8:38 PM, October 30, 2010  
Blogger NicksFlickPicks said...

@CanadianKen: I literally almost ended my last comment with, "But where is Ken? And what does he think?" So lovely to see you.

Black Narcissus I of course love. Nightmare Alley is sitting right here, ready to go. Germany Year Zero I'm watching soon for work-related reasons, but it's actually '48, I think? I am absolutely with you about Paradine, which seems to me to get a really short shrift based on every begrudging thing I'd ever heard about it. (Though at the same time, it's such a peculiar film, almost fond of its slow, stuffy inexorability, that I can see it wouldn't be everyone's thing.)

The Macomber Affair just recently crossed my radar, and now you've piqued my interest further, even though I just do not get on with Joan Bennett. Hopefully there really is a first time for everything. Thanks so much for the other recs, too!

12:05 AM, October 31, 2010  
Blogger CanadianKen said...

Nick, I notice CAPTAIN FROM CASTILE on your "further research" list. It's certainly one of the most beautiful looking - and sounding - films of the 40's. Though the fact that it tends to glorify/glamourize a bloody, imperialistic landgrab (Cortes' march through Mexico)is a deal breaker for many people when it comes to enjoying the picture. For some, I guess, the very magnificence of the resources and talent poured into it only make the project more reprehensible. As for me, in the end, I've pretty much surrendered to the movie's spell. I admire Tyrone Power's brave , outside-the-box performance in NIGHTMARE ALLEY. But I think he exhibits a graceful genius in swashbuckler roles.

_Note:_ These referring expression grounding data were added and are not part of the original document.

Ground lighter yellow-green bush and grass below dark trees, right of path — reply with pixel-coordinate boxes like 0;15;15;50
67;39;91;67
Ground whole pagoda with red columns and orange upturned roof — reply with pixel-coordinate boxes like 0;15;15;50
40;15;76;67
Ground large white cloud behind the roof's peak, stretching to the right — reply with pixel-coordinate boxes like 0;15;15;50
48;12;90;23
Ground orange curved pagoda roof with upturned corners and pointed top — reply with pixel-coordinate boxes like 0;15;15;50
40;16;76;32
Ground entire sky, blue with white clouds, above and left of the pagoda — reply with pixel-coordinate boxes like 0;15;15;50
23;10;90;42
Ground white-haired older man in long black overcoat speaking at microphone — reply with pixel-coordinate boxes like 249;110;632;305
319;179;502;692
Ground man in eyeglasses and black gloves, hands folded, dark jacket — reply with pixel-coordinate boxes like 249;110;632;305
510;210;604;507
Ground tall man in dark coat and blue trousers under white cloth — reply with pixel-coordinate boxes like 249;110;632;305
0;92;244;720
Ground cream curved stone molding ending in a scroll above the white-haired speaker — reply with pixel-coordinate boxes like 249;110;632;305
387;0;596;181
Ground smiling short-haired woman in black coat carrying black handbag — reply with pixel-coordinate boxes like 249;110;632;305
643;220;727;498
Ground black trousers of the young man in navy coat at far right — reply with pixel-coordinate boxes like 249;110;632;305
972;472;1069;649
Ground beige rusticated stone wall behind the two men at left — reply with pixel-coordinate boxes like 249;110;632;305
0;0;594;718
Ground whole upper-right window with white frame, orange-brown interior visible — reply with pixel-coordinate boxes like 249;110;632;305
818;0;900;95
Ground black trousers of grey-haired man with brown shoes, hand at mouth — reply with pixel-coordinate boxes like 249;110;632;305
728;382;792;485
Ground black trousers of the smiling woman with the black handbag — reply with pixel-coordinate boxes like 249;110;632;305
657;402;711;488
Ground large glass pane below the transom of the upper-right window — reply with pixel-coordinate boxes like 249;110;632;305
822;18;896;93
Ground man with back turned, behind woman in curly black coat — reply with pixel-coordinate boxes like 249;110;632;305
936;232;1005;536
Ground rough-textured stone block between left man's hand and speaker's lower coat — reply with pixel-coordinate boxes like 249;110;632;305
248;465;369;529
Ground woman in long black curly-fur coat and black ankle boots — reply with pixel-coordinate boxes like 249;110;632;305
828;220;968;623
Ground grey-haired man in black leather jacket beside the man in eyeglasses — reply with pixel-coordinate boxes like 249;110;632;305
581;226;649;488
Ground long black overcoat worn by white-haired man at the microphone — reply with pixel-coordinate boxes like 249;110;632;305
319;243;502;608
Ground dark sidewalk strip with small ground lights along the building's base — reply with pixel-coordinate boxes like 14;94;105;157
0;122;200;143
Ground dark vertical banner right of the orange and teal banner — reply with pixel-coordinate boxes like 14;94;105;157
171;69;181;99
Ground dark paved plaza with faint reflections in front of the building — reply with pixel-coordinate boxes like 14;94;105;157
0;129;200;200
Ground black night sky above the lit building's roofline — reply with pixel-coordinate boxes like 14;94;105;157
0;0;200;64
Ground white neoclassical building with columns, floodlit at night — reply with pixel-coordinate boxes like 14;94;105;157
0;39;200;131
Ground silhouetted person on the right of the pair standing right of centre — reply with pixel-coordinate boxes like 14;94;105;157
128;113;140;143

I've always thought he should have been among the 1940 nominees for THE MARK OF ZORRO.
Anyway, if you ever DO watch CASTILE and can get past the political/ethical discomfort, I'm hoping you'll like Jean Peters' lovely work. She's the peasant girl catapulted into a what-are-the-odds relationship with young Spanish grandee Power. This was her fresh-out-of-school debut, I believe. And she's really something! Thoughtful, vulnerable, determined and passionate. And it's fully appropriate for the role that she never quite seems to shake that "somebody pinch me - is this really happening?" state. Just as I imagine Peters herself was feeling, suddenly at the center of an ultra-lush Hollywood production, staring into the eyes of Tyrone Power. I imagine Fox executives must have been doing handstands over the potential displayed by their latest discovery. Peters retired early, but not before proving a versatile and sometimes inspired pro. She absolutely anchors the gaudy Monroe vehicle NIAGARA and that's in spite of having to play off the epic uselessness of Casey Adams in most of her scenes. The Best Actress competition's pretty fierce in '47, so Peters doesn't quite make it into my five, but it hurts not to have her there. 'Cause it's a performance that gives me such pleasure every time I watch it. Hope you get a buzz from it too when you eventually catch up with the movie.